First, many schools decided to stop teaching cursive since digital devices text presents in print. Now, some parents are campaigning to end handwriting lessons entirely in favor of earlier typing education. Soon enough, kids might not learn any form of writing; they’ll just speak, instead.

This might seem like a regression – after all, written language is largely believed to be what catapulted the human race forward into civilization. However, thanks to advancements in speech recognition software, returning to spoken communication only may be the next big step into the future.

The History of Speech Recognition

As is always the case with technology, the first speech recognition machines were extremely limited in what they could understand. In 1952, “Audrey” – the first ancestor to today’s “Siri” and “Alexa” – could recognize numbers when they were spoken by a single, familiar voice. Ten years later, “Shoebox” could pick out a total of 16 English words. More than 10 years after that, DARPA built “Harpy,” which had roughly the vocabulary of a 3-year-old – but could search faster and more efficiently than any system before it.
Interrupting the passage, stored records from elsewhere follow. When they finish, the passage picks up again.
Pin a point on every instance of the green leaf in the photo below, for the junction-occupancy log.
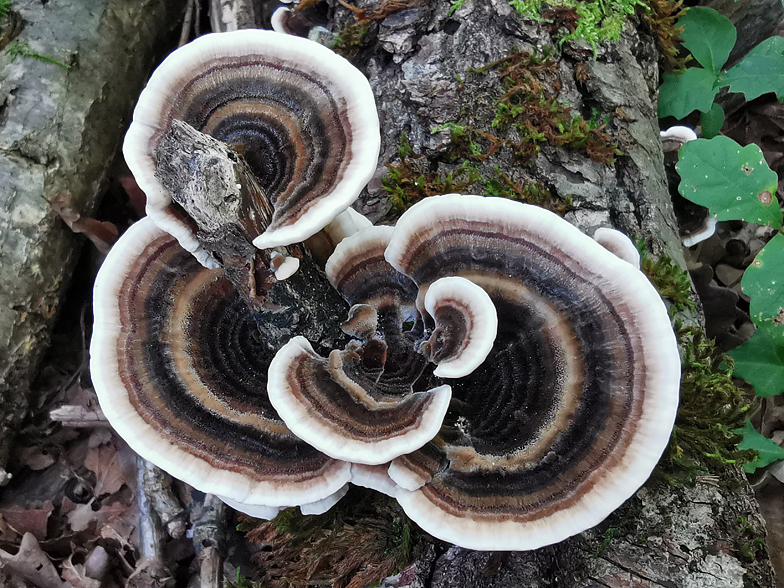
(761, 71)
(763, 282)
(734, 182)
(712, 121)
(769, 451)
(691, 90)
(760, 361)
(709, 36)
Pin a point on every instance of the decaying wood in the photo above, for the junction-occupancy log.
(158, 488)
(422, 65)
(755, 20)
(232, 15)
(71, 415)
(153, 568)
(59, 132)
(208, 537)
(215, 198)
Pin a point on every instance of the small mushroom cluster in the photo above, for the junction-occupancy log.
(509, 380)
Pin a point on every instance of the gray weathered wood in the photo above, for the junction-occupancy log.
(418, 61)
(59, 132)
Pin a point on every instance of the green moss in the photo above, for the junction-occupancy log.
(350, 38)
(408, 181)
(593, 22)
(670, 280)
(662, 21)
(357, 543)
(23, 49)
(711, 412)
(530, 104)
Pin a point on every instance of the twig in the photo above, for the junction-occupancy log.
(207, 539)
(157, 485)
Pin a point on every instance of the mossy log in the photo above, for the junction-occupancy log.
(59, 132)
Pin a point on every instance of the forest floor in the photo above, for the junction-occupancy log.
(71, 511)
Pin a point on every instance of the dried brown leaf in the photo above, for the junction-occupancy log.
(83, 516)
(32, 565)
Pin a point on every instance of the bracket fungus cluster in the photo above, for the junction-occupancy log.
(507, 379)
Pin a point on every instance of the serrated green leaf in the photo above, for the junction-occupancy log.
(761, 71)
(763, 283)
(769, 451)
(712, 121)
(709, 36)
(760, 361)
(691, 90)
(733, 182)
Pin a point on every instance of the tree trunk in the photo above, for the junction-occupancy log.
(420, 62)
(59, 132)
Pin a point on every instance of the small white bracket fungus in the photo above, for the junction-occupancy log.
(706, 232)
(320, 402)
(466, 326)
(283, 266)
(673, 138)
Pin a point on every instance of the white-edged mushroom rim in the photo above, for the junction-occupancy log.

Indeed, advancements in speech recognition have largely been associated with advances in search technology and methods because speech recognition machines must be able to match perceived sounds with possible meanings exceedingly quickly. Google has excelled at producing speech recognition software for mobile devices because its core product is a powerful web search that can discern meaning regardless of spelling or ambiguous phrasing.

During the 1970s and 1980s, technological innovation in the field of speech recognition came fast and heavy. Bell Laboratories developed a system that could interpret multiple voices, and mathematicians developed a new search structure called the hidden Markov model which relied on probability of sound patterns rather than word templates. With this innovation, speech recognition machines began entering the consumer marketplace, as dictation aids (for adults) or responsive toys (for kids).

However, the systems were significantly hampered by one serious flaw in most people’s speech: poor enunciation. For machines to understand sounds, speakers had to talk unbearably slowly, which made manual writing or human-to-human dictation more practical. This slightly improved over time: In the ‘90s, “NaturallySpeaking” dictation software allowed speakers to talk at a rate of 100 words per minute. Yet, by the mid-‘00s, there was not much progress, and the demand for speech-to-text programs was low.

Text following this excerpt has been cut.